ガラポンTVをご存じだろうか。通常版の価格が39,420円(税込)。一口に言えばワンセグ全録レコーダーである。ガラポンTVを購入し、ガラポンIDを取得し、宅内視聴設定、宅外視聴設定を行うと何ができるかといえば、その瞬間からすべての番組が録画され、インターネット経由でPCやスマートフォンから番組の視聴が可能になるのだ!
即ち地デジ8局120日分の全てのTV番組が自宅に保存されていて、どこからでもどんなデバイスからでも検索してインターネット経由でいつでもどこでも視聴できることになる。しかも、全番組を文字起こししており、キーワードで番組内容を検索できるという。視聴者を「時間」と「場所」から解放してしまうテレビなのである。
http://garapon.tv/
保田歩代表取締役は次のように語っている。
「…変わったのは視聴者のほうです。

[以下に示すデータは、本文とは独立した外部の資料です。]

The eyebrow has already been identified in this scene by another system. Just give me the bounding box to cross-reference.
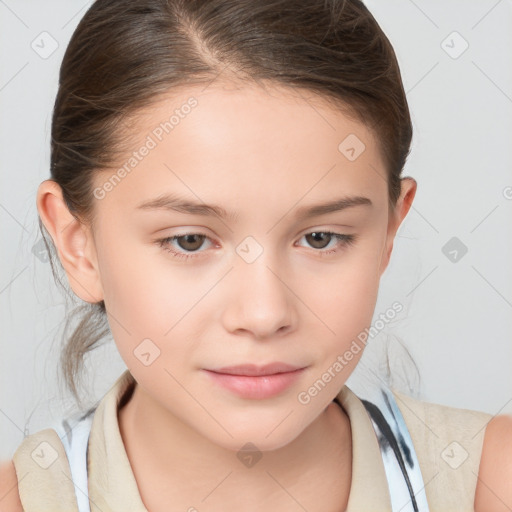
[136,194,373,221]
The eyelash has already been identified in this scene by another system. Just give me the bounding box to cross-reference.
[155,231,357,259]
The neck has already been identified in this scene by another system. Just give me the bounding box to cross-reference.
[118,384,352,512]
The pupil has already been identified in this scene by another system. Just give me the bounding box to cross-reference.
[308,231,330,249]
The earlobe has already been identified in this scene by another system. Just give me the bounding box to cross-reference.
[36,180,103,303]
[380,176,418,276]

IT革命のおかげで、日々接するメディアや使用する端末が増えました。これによって人々は、本来多様な人間の価値観をより積極的に自覚するようになりました。自分の価値観を自覚した人々は、テレビ番組の一方的な情報発信に拒否感が生まれ、『テレビはつまらない』という発言をしているんだと思っています。本質的には面白いテレビ番組群と、それを一方的でつまらないと拒絶し始めた人々。私達はそこを最適化したいと考えています」
http://job.j-sen.jp/visionary/president/article/82/
インターネットがテレビ視聴のあり方を大きく変えようとしていることは間違いあるまい。ガラポンTVは従来、テレビ局にとって最も重要だった「番組編成」を無化してしまうことになる。テレビ局は「番組編成」を通じてテレビ視聴の習慣化を図ってきたが、ガラポンTVは、これを否定してしまうことになるのだ。地上波テレビのニュースや情報番組でガラポンTVが取り上げられないのは、そのためである。画質も決して褒められたものではないようだ。
ワンセグを取り込んでいることによる画質UPの課題はこれからだが、『テレビ視聴のありかたを変える』として“がらがらぽん”を由来にした『ガラポンTV』は、忙しくて時間のないビジネスマンを中心に契約者数を伸ばしているという」
http://sp.oshiete.goo.ne.jp/club/view/b37cff247862882b514a0868116ad09d/?page=1
保田は「文系の僕はテレビ視聴の革命めざし家電メーカーを起業した」を日経BP社から上梓している。慶応大学文学部の卒業だそうだ。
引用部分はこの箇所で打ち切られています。